Swanchetan started ten years ago when the founders witnessed a family at a police station unable to hold their grief because their child had been murdered. Timely grief counseling helped them to give a coherent account of the events, take charge of their lives and helped in the identification of the offender. Dr. Rajat Mitra, Director and Co-Founder, Swanchetan discusses the motivation behind it, “We were concerned about how poor and marginalised people did not have access to immediate support and help, to be able to justify in court. We were motivated by a desire to work for the poor, to work for those suffering from deep trauma and for the community in general. A series of events at police stations and hospitals inspired us to take the cases of helpless victims forward. Victims often share things with us that become part of the police records and courts when we testify on their behalf. We also help victims, who are scared to go to the police by helping them file a complaint. This facilitates the process of justice.”
Dr. Mitra’s personal experiences have contributed greatly to the way he serves the society. During his later years in school, he spent a great deal of time with a friend whose house was open to men and women with mental illness who had no place to go. He was hence exposed to these problems early on in his life and decided to study psychology and become a doctor. He has immense passion for victim care and has even served in refugee camps of Gujarat and Kashmir, two states rife with violent disturbances.

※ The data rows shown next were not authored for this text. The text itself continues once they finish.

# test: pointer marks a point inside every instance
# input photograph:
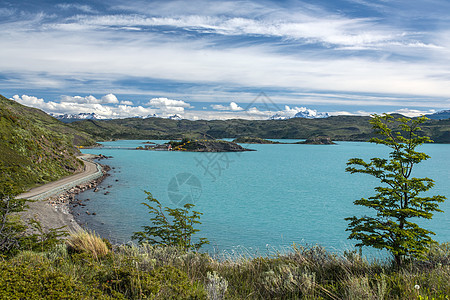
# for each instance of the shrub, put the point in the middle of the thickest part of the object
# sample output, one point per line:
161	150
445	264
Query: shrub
162	283
20	281
89	242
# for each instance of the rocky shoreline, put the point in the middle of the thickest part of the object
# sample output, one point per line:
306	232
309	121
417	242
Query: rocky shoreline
66	200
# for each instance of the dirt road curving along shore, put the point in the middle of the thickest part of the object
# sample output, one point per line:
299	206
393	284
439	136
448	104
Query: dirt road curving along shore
54	216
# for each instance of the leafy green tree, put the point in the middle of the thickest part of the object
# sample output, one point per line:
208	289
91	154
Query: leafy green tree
397	202
173	227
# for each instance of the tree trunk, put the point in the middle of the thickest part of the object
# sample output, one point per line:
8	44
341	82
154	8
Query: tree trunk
398	260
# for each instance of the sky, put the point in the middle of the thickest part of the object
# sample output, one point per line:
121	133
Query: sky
226	59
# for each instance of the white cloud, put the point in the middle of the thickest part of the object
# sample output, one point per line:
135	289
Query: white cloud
402	62
107	99
169	105
413	112
126	102
77	106
69	6
233	106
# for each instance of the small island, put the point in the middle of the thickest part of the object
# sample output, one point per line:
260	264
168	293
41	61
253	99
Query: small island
189	145
253	140
318	140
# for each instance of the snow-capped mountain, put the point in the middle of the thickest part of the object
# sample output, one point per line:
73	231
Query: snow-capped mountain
311	114
175	117
278	117
67	118
151	116
298	112
440	115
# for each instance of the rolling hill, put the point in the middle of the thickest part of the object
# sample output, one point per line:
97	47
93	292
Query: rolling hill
35	148
338	128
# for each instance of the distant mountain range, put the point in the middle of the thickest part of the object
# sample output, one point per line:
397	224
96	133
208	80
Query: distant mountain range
305	114
34	147
440	115
69	118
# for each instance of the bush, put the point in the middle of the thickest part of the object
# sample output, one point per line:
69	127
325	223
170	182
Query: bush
162	283
89	242
19	280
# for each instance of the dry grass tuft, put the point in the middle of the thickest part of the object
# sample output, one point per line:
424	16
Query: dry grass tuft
88	241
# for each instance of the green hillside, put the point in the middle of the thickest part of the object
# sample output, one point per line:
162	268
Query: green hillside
339	128
35	148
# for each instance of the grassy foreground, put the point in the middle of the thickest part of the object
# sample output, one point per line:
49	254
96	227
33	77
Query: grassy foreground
87	267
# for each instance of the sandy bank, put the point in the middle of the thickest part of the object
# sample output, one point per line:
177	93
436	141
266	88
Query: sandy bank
51	201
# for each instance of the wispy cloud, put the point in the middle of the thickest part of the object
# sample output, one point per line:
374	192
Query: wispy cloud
70	6
205	52
232	106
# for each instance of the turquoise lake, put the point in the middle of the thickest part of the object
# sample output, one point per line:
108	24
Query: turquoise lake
256	201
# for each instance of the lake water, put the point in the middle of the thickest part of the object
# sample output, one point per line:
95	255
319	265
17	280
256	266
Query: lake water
258	200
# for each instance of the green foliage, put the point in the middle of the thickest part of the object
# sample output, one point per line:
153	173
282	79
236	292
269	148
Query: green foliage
13	235
397	202
170	226
164	272
20	280
36	148
162	283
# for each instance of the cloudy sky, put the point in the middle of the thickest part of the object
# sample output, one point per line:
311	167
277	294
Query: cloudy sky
223	59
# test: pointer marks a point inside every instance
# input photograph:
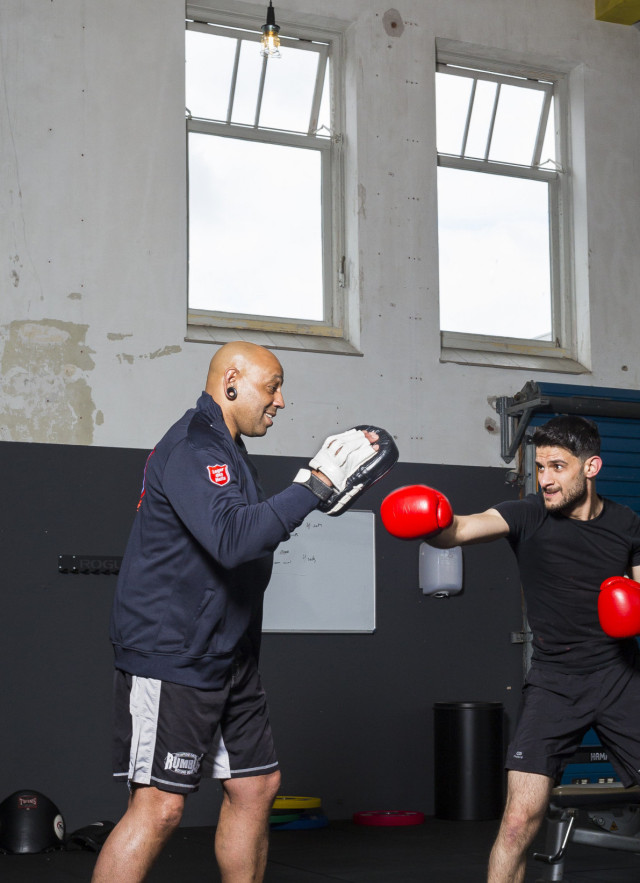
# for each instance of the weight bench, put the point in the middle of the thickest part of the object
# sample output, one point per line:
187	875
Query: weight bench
562	828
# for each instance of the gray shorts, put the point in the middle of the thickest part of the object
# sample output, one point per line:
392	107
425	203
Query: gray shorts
170	736
558	709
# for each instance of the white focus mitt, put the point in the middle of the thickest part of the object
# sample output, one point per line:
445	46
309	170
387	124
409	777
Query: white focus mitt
352	463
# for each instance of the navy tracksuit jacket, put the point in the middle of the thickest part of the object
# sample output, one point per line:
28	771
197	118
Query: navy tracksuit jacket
200	555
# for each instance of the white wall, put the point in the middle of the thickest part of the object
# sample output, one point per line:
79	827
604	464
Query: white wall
93	244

Dr. Mitra is renovating the existing system at three levels. At the community level, he educates victims and their families on their rights, various avenues for recourse, and available resources for help and healing. At the law enforcement level, he trains police to use humane methods when questioning victims of crime. At the policy level, Dr. Mitra is advocating for legal recognition for the rights of victims in India.

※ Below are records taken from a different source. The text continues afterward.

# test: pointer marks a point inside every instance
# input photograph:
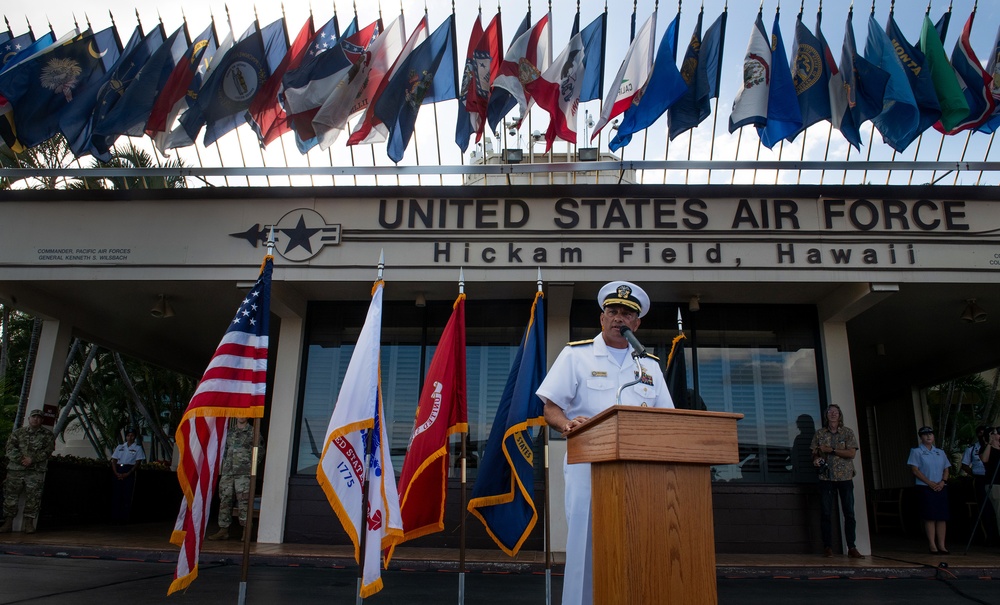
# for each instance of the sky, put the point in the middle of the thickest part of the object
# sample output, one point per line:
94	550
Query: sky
653	145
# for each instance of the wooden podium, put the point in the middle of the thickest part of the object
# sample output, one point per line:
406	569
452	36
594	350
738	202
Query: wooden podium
651	501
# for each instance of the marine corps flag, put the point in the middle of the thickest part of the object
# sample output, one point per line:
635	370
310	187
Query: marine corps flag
233	386
503	497
442	411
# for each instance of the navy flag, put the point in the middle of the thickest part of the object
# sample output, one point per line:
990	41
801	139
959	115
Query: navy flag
503	497
700	69
427	75
783	115
231	88
810	77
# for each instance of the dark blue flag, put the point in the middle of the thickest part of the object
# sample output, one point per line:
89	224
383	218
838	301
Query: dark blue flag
918	72
132	111
427	75
664	87
13	47
783	115
501	101
503	497
594	38
77	123
42	87
700	69
900	115
231	87
810	77
857	91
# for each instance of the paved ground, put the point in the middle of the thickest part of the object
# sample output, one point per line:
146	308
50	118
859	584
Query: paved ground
86	581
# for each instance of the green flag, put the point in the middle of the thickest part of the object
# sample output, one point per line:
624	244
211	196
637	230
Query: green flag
954	108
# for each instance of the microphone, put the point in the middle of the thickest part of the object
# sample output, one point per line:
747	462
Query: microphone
637	349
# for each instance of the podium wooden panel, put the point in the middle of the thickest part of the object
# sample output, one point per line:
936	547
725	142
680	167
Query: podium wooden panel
651	501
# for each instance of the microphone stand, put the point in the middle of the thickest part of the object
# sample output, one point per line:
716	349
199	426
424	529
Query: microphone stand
635	356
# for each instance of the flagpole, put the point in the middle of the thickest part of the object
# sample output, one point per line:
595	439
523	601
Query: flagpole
548	519
462	460
366	485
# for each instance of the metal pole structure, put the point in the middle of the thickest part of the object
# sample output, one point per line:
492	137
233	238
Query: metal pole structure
462	459
248	525
548	518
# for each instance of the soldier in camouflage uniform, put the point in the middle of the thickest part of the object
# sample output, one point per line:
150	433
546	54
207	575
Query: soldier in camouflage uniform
234	476
28	451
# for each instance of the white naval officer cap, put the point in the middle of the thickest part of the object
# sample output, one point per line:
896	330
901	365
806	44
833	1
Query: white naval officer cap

The impact of such a movement can only be felt in the way it has lent a renewed hope of a dignified life to the traumatized, who otherwise might never have recovered from the shock of a heinous crime. Amongst these is the rehabilitation of several survivors of sexual trafficking in the community. One such survivor Rita [name changed] was once working as a courier for a criminal gang and working as a child prostitute. Swanchetan fought for her rights and testified for her in the court against her perpetrators which resulted in their sentencing and Rita being entrusted to the care of the organization. Five years later, Rita is working in a garment firm having an independent income and above all, a life she can feel proud of. Is there a better way to build a better society, than by taking care of those who need our help the most, when they need it the most? I think not.